Support for the Ypao Point location comes despite opposition from Gov. Lou Leon Guerrero, who favors a location in Adacao, Mangilao.
The physicians based their support for the Ypao site primarily on the lack of easy access to Adacao which is located off Route 15, a two-lane road commonly referred to as “the back road.”
Ypao Point is adjacent to the current GMH and was the site of the hospital from 1956 to 1978.
During the hearing, Dr. Thomas Shieh, president of the Guam Medical Association, presented slides with information from a study of potential sites for the new hospital prepared by the Matrix Design Group Inc. for the Office of the Governor at a reported cost of $6 million.
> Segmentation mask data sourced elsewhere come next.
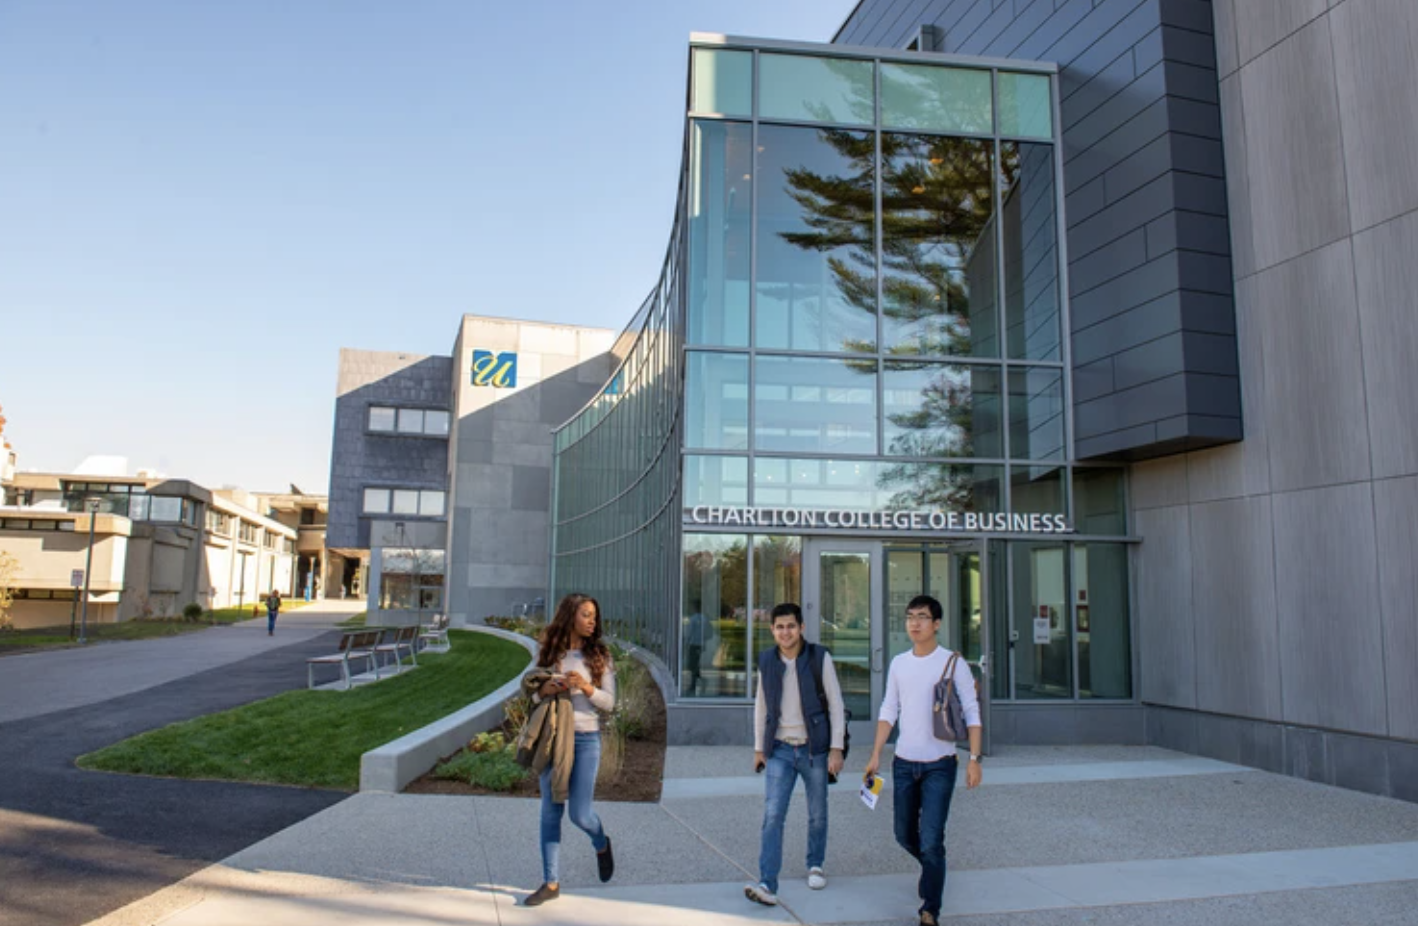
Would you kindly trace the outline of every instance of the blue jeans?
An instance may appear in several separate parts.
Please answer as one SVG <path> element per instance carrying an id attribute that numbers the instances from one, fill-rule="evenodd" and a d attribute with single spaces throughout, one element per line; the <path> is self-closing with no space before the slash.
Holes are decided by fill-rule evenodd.
<path id="1" fill-rule="evenodd" d="M 571 766 L 571 785 L 567 803 L 571 805 L 571 822 L 591 837 L 597 852 L 606 847 L 605 828 L 601 818 L 591 809 L 596 795 L 596 772 L 601 767 L 601 734 L 577 733 L 575 761 Z M 551 799 L 552 765 L 542 769 L 542 880 L 547 884 L 561 881 L 561 812 L 566 804 Z"/>
<path id="2" fill-rule="evenodd" d="M 827 755 L 810 755 L 806 744 L 790 746 L 783 742 L 774 742 L 773 751 L 768 754 L 758 880 L 775 894 L 778 872 L 783 868 L 783 821 L 799 775 L 807 790 L 807 867 L 820 868 L 827 857 Z"/>
<path id="3" fill-rule="evenodd" d="M 896 841 L 921 863 L 916 892 L 921 911 L 940 919 L 945 894 L 945 820 L 955 793 L 955 756 L 934 762 L 895 759 L 891 763 L 892 798 L 896 808 Z"/>
<path id="4" fill-rule="evenodd" d="M 266 632 L 267 632 L 267 633 L 275 633 L 275 632 L 276 632 L 276 613 L 277 613 L 277 612 L 276 612 L 276 609 L 275 609 L 275 608 L 267 608 L 267 609 L 266 609 Z"/>

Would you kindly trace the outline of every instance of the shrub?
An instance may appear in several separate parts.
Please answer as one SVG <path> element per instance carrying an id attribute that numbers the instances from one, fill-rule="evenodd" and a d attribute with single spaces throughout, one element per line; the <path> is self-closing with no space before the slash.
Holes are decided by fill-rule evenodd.
<path id="1" fill-rule="evenodd" d="M 510 630 L 513 633 L 520 633 L 524 637 L 531 637 L 533 640 L 540 640 L 542 628 L 545 622 L 533 620 L 530 617 L 497 617 L 489 616 L 483 618 L 484 623 L 489 627 L 496 627 L 499 630 Z"/>
<path id="2" fill-rule="evenodd" d="M 500 739 L 502 734 L 484 733 L 480 734 L 479 738 L 483 736 L 496 736 Z M 513 785 L 527 776 L 527 770 L 517 764 L 514 749 L 511 743 L 487 752 L 474 752 L 470 748 L 447 762 L 440 763 L 433 770 L 433 777 L 466 781 L 492 791 L 511 790 Z"/>
<path id="3" fill-rule="evenodd" d="M 192 621 L 194 623 L 201 620 L 202 606 L 195 601 L 192 602 L 187 607 L 182 609 L 182 618 L 183 620 Z"/>

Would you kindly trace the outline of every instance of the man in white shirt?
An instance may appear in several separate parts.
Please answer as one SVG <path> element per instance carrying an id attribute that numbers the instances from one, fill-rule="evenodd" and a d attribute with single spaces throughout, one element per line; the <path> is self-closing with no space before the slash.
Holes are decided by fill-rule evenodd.
<path id="1" fill-rule="evenodd" d="M 891 728 L 899 723 L 901 733 L 891 763 L 896 841 L 921 864 L 916 888 L 921 898 L 921 926 L 936 926 L 940 920 L 945 894 L 945 821 L 959 768 L 955 743 L 936 738 L 931 716 L 936 682 L 944 676 L 952 655 L 936 643 L 941 615 L 940 602 L 929 595 L 918 595 L 906 605 L 911 651 L 891 660 L 886 696 L 877 715 L 876 742 L 866 768 L 868 778 L 876 774 L 881 748 L 890 738 Z M 956 659 L 953 677 L 970 731 L 965 786 L 974 788 L 981 778 L 980 703 L 975 697 L 975 678 L 963 657 Z"/>
<path id="2" fill-rule="evenodd" d="M 842 771 L 846 711 L 837 670 L 827 649 L 803 640 L 803 612 L 785 602 L 773 608 L 773 639 L 758 654 L 758 695 L 753 705 L 753 769 L 767 769 L 763 836 L 757 884 L 744 896 L 761 904 L 778 902 L 783 867 L 783 821 L 802 776 L 807 791 L 807 886 L 827 886 L 827 779 Z"/>

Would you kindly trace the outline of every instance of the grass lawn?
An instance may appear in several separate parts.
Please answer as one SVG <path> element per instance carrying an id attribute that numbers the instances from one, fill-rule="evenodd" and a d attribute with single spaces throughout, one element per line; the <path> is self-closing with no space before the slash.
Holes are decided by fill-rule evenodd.
<path id="1" fill-rule="evenodd" d="M 361 611 L 353 614 L 336 624 L 336 627 L 343 627 L 345 630 L 361 630 L 364 627 L 365 619 L 369 617 L 368 611 Z"/>
<path id="2" fill-rule="evenodd" d="M 283 603 L 281 613 L 284 614 L 287 610 L 302 607 L 305 607 L 304 601 Z M 266 616 L 265 608 L 261 609 L 261 616 L 263 618 Z M 116 624 L 100 624 L 89 621 L 88 639 L 90 643 L 110 640 L 151 640 L 153 637 L 175 637 L 178 634 L 206 630 L 214 624 L 234 624 L 237 621 L 250 619 L 251 607 L 248 605 L 244 608 L 219 608 L 216 611 L 204 611 L 201 618 L 195 621 L 183 620 L 180 617 L 134 618 L 133 620 L 119 621 Z M 74 633 L 77 635 L 77 622 L 74 627 Z M 18 650 L 77 645 L 78 641 L 69 637 L 68 624 L 30 627 L 24 630 L 0 633 L 0 654 Z"/>
<path id="3" fill-rule="evenodd" d="M 80 756 L 80 768 L 353 791 L 359 757 L 460 710 L 531 662 L 521 646 L 453 630 L 447 653 L 353 691 L 288 691 Z"/>

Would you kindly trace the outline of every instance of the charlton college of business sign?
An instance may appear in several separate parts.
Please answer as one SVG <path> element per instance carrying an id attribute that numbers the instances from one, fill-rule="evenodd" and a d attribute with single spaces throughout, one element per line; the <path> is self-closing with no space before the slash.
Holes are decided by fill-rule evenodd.
<path id="1" fill-rule="evenodd" d="M 685 511 L 694 525 L 797 527 L 896 533 L 1067 534 L 1073 528 L 1061 514 L 1007 514 L 975 511 L 821 511 L 806 508 L 741 508 L 696 505 Z"/>
<path id="2" fill-rule="evenodd" d="M 473 385 L 512 389 L 517 385 L 517 355 L 512 351 L 473 351 Z"/>

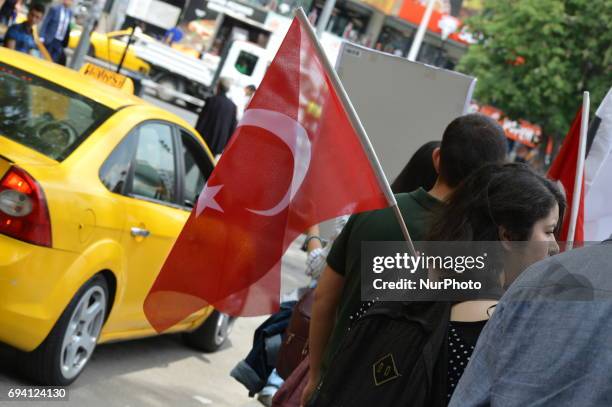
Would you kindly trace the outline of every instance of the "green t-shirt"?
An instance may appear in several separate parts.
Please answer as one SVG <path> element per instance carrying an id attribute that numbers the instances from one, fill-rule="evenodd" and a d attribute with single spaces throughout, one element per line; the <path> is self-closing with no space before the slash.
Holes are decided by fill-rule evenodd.
<path id="1" fill-rule="evenodd" d="M 404 217 L 413 241 L 425 239 L 434 211 L 442 202 L 423 188 L 410 193 L 397 194 L 398 207 Z M 361 242 L 402 241 L 404 235 L 393 210 L 385 208 L 351 216 L 327 256 L 327 264 L 344 276 L 344 290 L 336 315 L 336 325 L 329 338 L 321 365 L 321 374 L 327 370 L 332 356 L 350 326 L 351 317 L 361 307 Z"/>

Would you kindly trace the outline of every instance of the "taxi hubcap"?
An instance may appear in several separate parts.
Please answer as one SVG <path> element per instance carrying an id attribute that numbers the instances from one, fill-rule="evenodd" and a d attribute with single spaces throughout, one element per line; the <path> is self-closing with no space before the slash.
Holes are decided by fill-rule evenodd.
<path id="1" fill-rule="evenodd" d="M 231 329 L 229 326 L 229 316 L 227 314 L 219 314 L 219 319 L 217 320 L 217 326 L 215 329 L 215 344 L 221 345 L 225 338 L 228 335 L 228 331 Z"/>
<path id="2" fill-rule="evenodd" d="M 106 295 L 98 286 L 88 289 L 72 312 L 64 334 L 60 364 L 65 378 L 75 377 L 91 357 L 102 330 Z"/>

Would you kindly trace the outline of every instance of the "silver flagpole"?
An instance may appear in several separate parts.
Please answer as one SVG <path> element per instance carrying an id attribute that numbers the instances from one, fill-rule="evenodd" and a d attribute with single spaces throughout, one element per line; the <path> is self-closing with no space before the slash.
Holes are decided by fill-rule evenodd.
<path id="1" fill-rule="evenodd" d="M 580 121 L 580 139 L 578 144 L 578 160 L 576 162 L 576 178 L 574 178 L 574 195 L 572 196 L 572 211 L 570 213 L 567 231 L 567 249 L 574 247 L 576 238 L 576 223 L 578 221 L 578 208 L 582 194 L 582 178 L 584 175 L 584 157 L 586 156 L 587 132 L 589 129 L 589 92 L 582 93 L 582 119 Z"/>
<path id="2" fill-rule="evenodd" d="M 397 218 L 400 228 L 402 229 L 404 239 L 406 239 L 406 242 L 408 243 L 408 249 L 410 250 L 413 256 L 416 256 L 416 250 L 414 249 L 414 244 L 412 243 L 412 239 L 410 238 L 410 232 L 408 232 L 408 227 L 406 226 L 406 222 L 404 221 L 402 213 L 400 212 L 399 207 L 397 206 L 397 201 L 395 200 L 395 196 L 393 195 L 393 192 L 391 191 L 391 187 L 389 186 L 387 177 L 385 177 L 385 173 L 383 172 L 382 166 L 380 165 L 380 161 L 378 161 L 378 157 L 376 156 L 376 153 L 374 152 L 372 143 L 370 142 L 370 139 L 368 138 L 368 135 L 366 134 L 366 131 L 363 128 L 363 125 L 361 124 L 361 121 L 359 121 L 357 112 L 355 111 L 353 104 L 351 103 L 348 95 L 346 94 L 346 91 L 344 90 L 344 86 L 342 86 L 342 83 L 340 82 L 340 78 L 338 78 L 338 74 L 334 70 L 334 67 L 331 65 L 331 63 L 329 62 L 329 59 L 327 58 L 327 55 L 325 54 L 323 47 L 321 47 L 321 44 L 317 40 L 317 35 L 313 27 L 310 25 L 310 21 L 308 21 L 308 17 L 306 17 L 306 14 L 304 13 L 304 10 L 301 7 L 295 10 L 295 16 L 300 20 L 300 22 L 302 23 L 302 26 L 306 28 L 306 33 L 309 35 L 310 40 L 314 44 L 315 50 L 317 51 L 317 54 L 319 55 L 319 59 L 323 63 L 323 67 L 327 71 L 327 74 L 329 75 L 329 78 L 332 84 L 334 85 L 335 90 L 338 92 L 338 96 L 340 96 L 340 101 L 342 102 L 344 109 L 346 110 L 348 114 L 349 120 L 351 121 L 351 125 L 353 126 L 353 129 L 355 129 L 355 132 L 359 135 L 359 140 L 361 141 L 361 145 L 366 155 L 370 159 L 370 163 L 372 163 L 372 167 L 374 168 L 374 173 L 376 174 L 376 177 L 378 178 L 378 183 L 380 184 L 385 194 L 385 198 L 387 199 L 389 206 L 393 208 L 393 213 L 395 214 L 395 217 Z"/>

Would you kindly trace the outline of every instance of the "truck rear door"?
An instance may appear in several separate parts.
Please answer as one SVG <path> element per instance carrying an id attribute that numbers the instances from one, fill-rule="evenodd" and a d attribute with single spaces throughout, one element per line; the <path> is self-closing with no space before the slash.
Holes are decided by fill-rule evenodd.
<path id="1" fill-rule="evenodd" d="M 245 41 L 234 41 L 223 61 L 221 78 L 230 78 L 235 84 L 259 85 L 269 63 L 264 48 Z"/>

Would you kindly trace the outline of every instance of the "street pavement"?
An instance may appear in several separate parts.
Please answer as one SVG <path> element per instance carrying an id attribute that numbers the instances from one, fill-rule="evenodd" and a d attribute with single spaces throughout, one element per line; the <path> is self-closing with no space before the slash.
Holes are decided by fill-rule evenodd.
<path id="1" fill-rule="evenodd" d="M 145 97 L 179 114 L 190 124 L 196 115 Z M 301 239 L 298 239 L 301 240 Z M 308 283 L 305 254 L 299 244 L 283 257 L 282 292 Z M 226 345 L 215 353 L 186 347 L 180 335 L 100 345 L 85 371 L 68 388 L 68 401 L 0 401 L 0 406 L 70 407 L 257 407 L 247 390 L 229 376 L 251 349 L 253 333 L 266 317 L 239 318 Z M 15 352 L 0 346 L 0 392 L 29 383 L 16 373 Z M 4 397 L 0 396 L 0 400 Z"/>

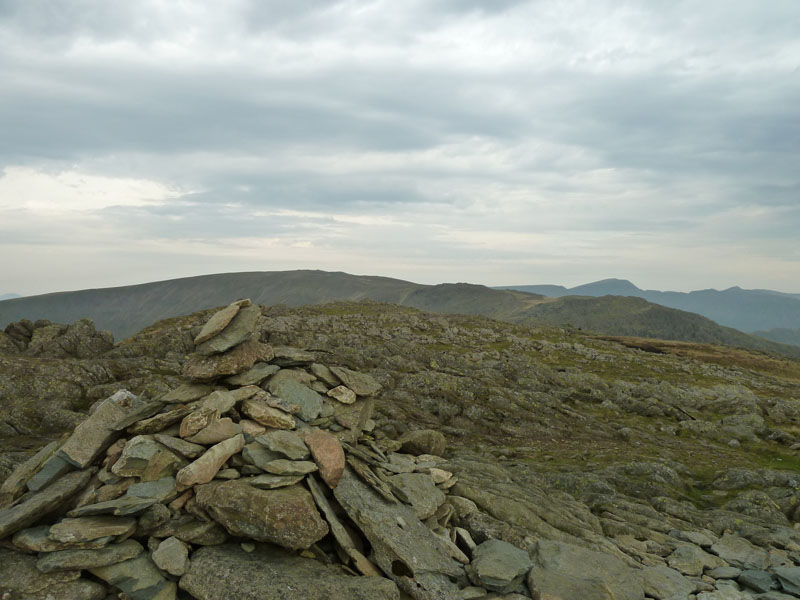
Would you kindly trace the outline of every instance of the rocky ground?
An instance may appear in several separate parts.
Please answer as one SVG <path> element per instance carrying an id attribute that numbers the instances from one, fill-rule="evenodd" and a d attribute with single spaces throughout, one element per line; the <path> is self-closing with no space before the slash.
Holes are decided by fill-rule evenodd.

He showed several slides from the study with tables which indicated that Ypao Point would be the preferred site over Adacao based on select criteria.
These included population density, travel distance, emergency response time and distance from clinics to the hospital.
“Proximity of the clinics to the hospital saves lives,” Shieh said. “It’s not about money. It’s about saving lives.”
An analysis of drive times to the proposed hospital sites indicates that 24.4 percent of Guam’s population or 35,686 people live within a. 10-minute drive of Ypao Point while 8.6 percent or 13,731 people live within 10 minutes of Adacao, according to the Matrix study.
“The optimum time to get the patient to the hospital is 10 minutes; 20 minutes OK; 30 minutes, acceptable,” he said. “When you get past 30 minutes, the outcome is not acceptable, which means death and morbidity.”
In addition to getting patients to the hospital quicker where they can begin receiving critical - possibly lifesaving – care sooner, shorter drive time also means physicians and other providers can get to the hospital and begin providing care.
Currently, nearly all major clinics and ancillary service providers are located within five to 10 minutes of the Ypao site.
“That is incredibly important, to have a site with accessibility, with multiple routes you can access,” said Dr. Denise Taitano-Ritter, family medicine physician at American Medical Center. “In addition to that, how quickly can your specialists get to that site – your ob gyn, your cardiologists, your radiologists?”
She told of a recent medical emergency involving her mother who had to be rushed to the GMH emergency room where she received care and “had the best possible outcome,” Taitano-Ritter said.
“The infrastructure is what it is because it makes sense for our people. Having Ypao Point as the location allows for multiple access points to get to the hospital whether there is a vehicle collision, inclement weather, road construction, we can still access that spot. Additionally, our specialists are there; they will be there in a minute’s notice because minutes matter. When you think about heart attacks and strokes, you’re going to want your specialist to be there as soon as possible.”